Meta Production Engineering Hackathon

This is the most scalable, reliable and guaranteed to wake up the on-call engineer url-shortner of all time. Provided to you by 4 students from Canada, 2 from Waterloo and 2 from Concordia.

Getting Started

Prerequisites

Docker & Docker Compose
Node.js 20+ (for local frontend dev)
Python 3.11+ with uv package manager

Initial Setup

For the setup instructions, we will assume the user remains in the same directory as indicated by the steps.

Clone this repository:

git clone <repository-url>
cd MetaHackathon # remain in this directory

Create a .env file:

touch .env

Start the full stack with Docker:

docker compose up --build -d

Verify services are running:

For logging in to Grafana, users can user admin as the username and admin as the password`

Architecture

Endpoints

Health Checks

GET /health - Service health status
GET /health/live - Liveness probe
GET /health/ready - Readiness probe

Links API

POST /links/create - Create a short URL
GET /links/<id> - Retrieve link metadata

Authentication

POST /auth/register - Register a new user
POST /auth/login - User login

Deploy Guide

DigitalOcean Deploy

Provision 3 DigitalOcean droplets:
- App droplet 1 (backend + nginx)
- App droplet 2 (backend + nginx)
- Observability droplet (Prometheus, Grafana, Loki, Alertmanager, OTel)
On each droplet:
- Install Docker Engine + Docker Compose plugin
- Open required firewall ports (80 for app, 3000/9090/9093/3100/4318/8889 for observability)
- Clone this repository to ~/MetaHackathon
Set up managed services in DigitalOcean:
- Managed PostgreSQL cluster
- Managed Redis instance
Add the droplet IPs and service configuration to your deployment environment (DO_HOST_1, DO_HOST_2, DO_OBSERVABILITY, DB/Redis values).
Push to main:

git checkout main
git pull
git push

CI/CD workflow will automatically:
- Deploy app stack to DO_HOST_1 and DO_HOST_2 with docker-compose.prod.yml
- Run database migrations (on droplet 1)
- Deploy observability stack to DO_OBSERVABILITY with docker-compose.observability.prod.yml
- Full deploy logic lives in .github/workflows/ci-cd.yml under the deploy job
Validate after deploy:
- App health: http://<DO_HOST_1>/health/live and http://<DO_HOST_2>/health/live
- Prometheus targets: http://<DO_OBSERVABILITY>:9090/targets
- Grafana: http://<DO_OBSERVABILITY>:3000

Troubleshooting

Common Issues

Services won't start

Check Docker is running
Verify .env variables are set correctly
Review logs: docker compose logs -f <service>

Database connection errors

Ensure PostgreSQL is healthy: docker compose ps db
Check connection string in .env

Prometheus has no data

Verify exporters are running: docker compose ps
Check scrape targets: http://localhost:9090/targets

Advanced Debugging

Debugging issues, especially during runtime can be facilitated by the detailed logs we included in the application. These log files are generated locally in ./logs/app* for each instance of the server.

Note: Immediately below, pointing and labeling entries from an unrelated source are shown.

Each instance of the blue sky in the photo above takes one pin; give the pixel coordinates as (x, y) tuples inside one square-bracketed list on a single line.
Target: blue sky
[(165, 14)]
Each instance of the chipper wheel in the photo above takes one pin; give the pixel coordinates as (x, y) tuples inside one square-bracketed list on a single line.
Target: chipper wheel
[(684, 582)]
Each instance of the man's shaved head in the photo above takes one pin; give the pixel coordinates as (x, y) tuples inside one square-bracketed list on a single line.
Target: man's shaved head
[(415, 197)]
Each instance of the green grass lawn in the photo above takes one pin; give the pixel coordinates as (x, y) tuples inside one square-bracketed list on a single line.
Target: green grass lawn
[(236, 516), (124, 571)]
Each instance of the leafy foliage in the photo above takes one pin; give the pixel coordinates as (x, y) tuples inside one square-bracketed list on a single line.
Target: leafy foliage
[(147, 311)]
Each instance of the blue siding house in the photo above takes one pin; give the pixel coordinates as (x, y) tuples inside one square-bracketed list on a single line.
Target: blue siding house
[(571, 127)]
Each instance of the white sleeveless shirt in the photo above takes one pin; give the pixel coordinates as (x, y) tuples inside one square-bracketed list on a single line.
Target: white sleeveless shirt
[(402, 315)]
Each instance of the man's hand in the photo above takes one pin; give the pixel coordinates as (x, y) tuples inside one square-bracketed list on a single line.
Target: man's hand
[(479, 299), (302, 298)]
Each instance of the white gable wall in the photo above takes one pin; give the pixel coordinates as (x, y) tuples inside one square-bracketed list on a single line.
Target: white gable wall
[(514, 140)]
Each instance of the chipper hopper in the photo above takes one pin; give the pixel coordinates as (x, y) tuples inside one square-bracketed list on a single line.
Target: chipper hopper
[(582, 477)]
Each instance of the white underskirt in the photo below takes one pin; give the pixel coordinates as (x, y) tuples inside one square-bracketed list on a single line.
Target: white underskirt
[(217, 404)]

The log files must include the following fields:

ts: time log was recorded
level: level of importance
logger: the application instance that logged the entry
event: event recorded in the application such as request_completed
service: which service the log occured in

Logs can have additional entries to become traces. The additional entries can include:

endpoint: The endpoint the log occured on
user_id: Which user caused the log
method: Whether it was a POST/GET request
. . . (more defined in init.py in the JsonFormatter class)

So, if a bug occurs, a good first step is to look through the logs at the time it occured, and look for a WARNING or ERROR log.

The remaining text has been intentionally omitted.